User:Aikoniv/GSoC20010Application

From Apertium
Jump to navigation Jump to search

This is a WIP. Comments/suggestions/critique would be greatly appreciated.

GSoC Application: Morphology with HFST

General Info

Name: Brian Croom

E-mail address: brian.s.croom@gmail.com

Jabber ID: brian.s.croom@gmail.com

IRC nick: aikoniv@irc.freenode.net

Apertium Wiki: Aikoniv

Why is it you are interested in machine translation?

Two of my greatest passions are human languages and computers. Languages fascinate me because of the paradoxical blend of structured order and ambiguity that is inherent in the system. Ambiguity is unavoidable due to the way in which people's perceptions of the world are incomplete and are constantly filtered through the lens of past experience. At the same time, the urge of humans to discern and create order in their environment is manifest in the many ways in which order has been found and described in human languages on a variety of levels, such as is studied in the fields of syntax, morphology, phonology, etc. And yet a complete description of such a system with its many exceptions is continuously thwarted by the unpredictability and ingenuity of the humans using the system.

On the other hand, computers, implementing a well-defined, describable system, excite another part of my mind, a part that thrives on unambiguity and predictability. This is a self-contained system, able, on a certain level, to be studied in its entirety. The great challenge of machine translation is therefore to reduce the complexity of human languages to the point that they can be dealt with and manipulated by a computer system, while not giving up the sophistication and beauty of the original languages. In my opinion, the intractability of this problem is no reason to ignore it, as the intellectual rewards are great, and the practical benefits are also attractive.
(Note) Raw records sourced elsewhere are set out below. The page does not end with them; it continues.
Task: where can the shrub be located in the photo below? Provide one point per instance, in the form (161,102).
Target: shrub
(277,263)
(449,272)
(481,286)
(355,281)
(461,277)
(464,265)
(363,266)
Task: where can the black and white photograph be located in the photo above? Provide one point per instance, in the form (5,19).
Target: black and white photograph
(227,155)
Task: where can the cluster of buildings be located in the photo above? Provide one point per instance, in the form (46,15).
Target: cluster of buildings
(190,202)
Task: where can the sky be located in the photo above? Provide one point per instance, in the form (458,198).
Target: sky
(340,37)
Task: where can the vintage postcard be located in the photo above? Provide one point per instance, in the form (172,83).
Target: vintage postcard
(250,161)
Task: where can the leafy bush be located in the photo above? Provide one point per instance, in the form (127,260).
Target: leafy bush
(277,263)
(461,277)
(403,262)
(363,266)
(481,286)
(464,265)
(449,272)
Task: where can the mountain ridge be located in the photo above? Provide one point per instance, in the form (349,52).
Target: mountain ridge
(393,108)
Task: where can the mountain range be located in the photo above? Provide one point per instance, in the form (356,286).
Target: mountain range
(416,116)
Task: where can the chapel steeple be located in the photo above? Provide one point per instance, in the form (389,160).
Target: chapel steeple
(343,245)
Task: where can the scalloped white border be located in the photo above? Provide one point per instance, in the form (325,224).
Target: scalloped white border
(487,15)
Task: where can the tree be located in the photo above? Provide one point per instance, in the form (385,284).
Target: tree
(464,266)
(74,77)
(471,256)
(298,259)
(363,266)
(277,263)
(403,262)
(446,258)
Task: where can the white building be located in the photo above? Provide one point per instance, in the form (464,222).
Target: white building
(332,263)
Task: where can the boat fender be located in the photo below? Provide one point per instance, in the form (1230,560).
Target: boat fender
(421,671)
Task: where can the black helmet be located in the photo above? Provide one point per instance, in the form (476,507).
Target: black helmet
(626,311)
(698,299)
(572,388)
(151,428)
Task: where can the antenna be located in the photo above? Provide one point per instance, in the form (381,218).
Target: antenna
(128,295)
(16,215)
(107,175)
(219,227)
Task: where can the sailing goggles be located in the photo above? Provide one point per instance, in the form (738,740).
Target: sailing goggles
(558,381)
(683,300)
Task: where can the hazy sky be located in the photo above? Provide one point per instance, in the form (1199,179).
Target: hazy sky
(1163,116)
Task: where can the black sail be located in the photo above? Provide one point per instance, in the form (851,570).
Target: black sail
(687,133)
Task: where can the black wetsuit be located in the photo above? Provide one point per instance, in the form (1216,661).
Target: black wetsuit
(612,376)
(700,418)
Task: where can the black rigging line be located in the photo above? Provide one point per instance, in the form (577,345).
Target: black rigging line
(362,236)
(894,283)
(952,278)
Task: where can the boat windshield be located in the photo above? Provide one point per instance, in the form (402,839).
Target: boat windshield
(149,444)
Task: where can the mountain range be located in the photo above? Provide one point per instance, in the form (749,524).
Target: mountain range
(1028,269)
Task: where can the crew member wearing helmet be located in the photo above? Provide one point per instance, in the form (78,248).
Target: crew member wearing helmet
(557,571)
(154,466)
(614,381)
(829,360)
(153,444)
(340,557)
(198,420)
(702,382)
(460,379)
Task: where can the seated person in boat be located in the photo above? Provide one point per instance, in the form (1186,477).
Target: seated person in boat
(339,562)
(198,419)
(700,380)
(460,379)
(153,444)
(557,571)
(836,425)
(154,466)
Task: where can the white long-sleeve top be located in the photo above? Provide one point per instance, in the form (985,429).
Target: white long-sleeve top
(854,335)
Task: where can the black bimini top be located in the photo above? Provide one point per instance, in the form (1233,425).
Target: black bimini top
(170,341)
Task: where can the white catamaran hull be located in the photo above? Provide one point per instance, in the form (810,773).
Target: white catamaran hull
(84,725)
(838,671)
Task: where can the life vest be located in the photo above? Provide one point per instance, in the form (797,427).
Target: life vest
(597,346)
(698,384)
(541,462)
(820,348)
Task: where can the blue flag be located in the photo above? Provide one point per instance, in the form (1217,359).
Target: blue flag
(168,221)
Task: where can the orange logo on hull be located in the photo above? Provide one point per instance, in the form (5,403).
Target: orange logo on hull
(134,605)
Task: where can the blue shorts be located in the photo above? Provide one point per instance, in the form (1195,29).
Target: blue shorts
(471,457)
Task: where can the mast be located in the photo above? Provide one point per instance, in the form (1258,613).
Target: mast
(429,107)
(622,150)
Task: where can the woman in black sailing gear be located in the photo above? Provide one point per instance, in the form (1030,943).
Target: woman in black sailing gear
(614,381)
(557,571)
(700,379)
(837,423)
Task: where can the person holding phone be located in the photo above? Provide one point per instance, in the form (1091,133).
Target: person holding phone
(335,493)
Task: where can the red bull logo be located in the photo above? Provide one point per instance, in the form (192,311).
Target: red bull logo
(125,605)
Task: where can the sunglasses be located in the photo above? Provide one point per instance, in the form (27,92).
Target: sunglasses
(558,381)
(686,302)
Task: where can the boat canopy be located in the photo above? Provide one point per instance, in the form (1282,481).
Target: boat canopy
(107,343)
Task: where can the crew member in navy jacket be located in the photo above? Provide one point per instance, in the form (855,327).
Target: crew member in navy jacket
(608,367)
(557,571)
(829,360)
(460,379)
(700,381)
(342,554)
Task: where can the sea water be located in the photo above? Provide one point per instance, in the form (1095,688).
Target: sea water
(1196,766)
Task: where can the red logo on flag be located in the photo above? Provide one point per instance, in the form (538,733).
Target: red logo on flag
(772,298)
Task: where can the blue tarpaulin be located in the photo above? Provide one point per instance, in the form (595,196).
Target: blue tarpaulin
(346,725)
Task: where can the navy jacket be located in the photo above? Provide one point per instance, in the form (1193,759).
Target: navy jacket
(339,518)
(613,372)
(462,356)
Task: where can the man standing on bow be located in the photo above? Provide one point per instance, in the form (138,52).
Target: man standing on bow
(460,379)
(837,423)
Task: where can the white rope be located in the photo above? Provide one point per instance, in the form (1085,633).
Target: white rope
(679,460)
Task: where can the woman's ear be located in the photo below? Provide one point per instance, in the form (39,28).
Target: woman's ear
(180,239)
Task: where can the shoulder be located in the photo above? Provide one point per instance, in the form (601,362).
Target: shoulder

Even a machine translation system that is far from perfection has much to offer society. Language barriers are as big an issue today as they have ever been in hindering fruitful communication between people, and any application of technology that has the potential of lowering some of these barriers is deserving of study.

Why is it that you are interested in the Apertium project?

The biggest draw of Apertium for me is that it is an open-source project, welcoming anybody to join in improving the platform and broadening the set of languages which it can work with, and making the results of this work freely available, allowing individuals to exercise their creativity in dreaming up ways in which the technology might be applied to real-world problems. My experiences thus far with Apertium development community on the mailing list and on IRC have been very positive. I have received quick and helpful answers to my questions and have felt encouraged to pursue further engagement in the project. I understand how important a strong community is to the health of any open-source project, and my interaction with this community has increased my interest in contributing to it.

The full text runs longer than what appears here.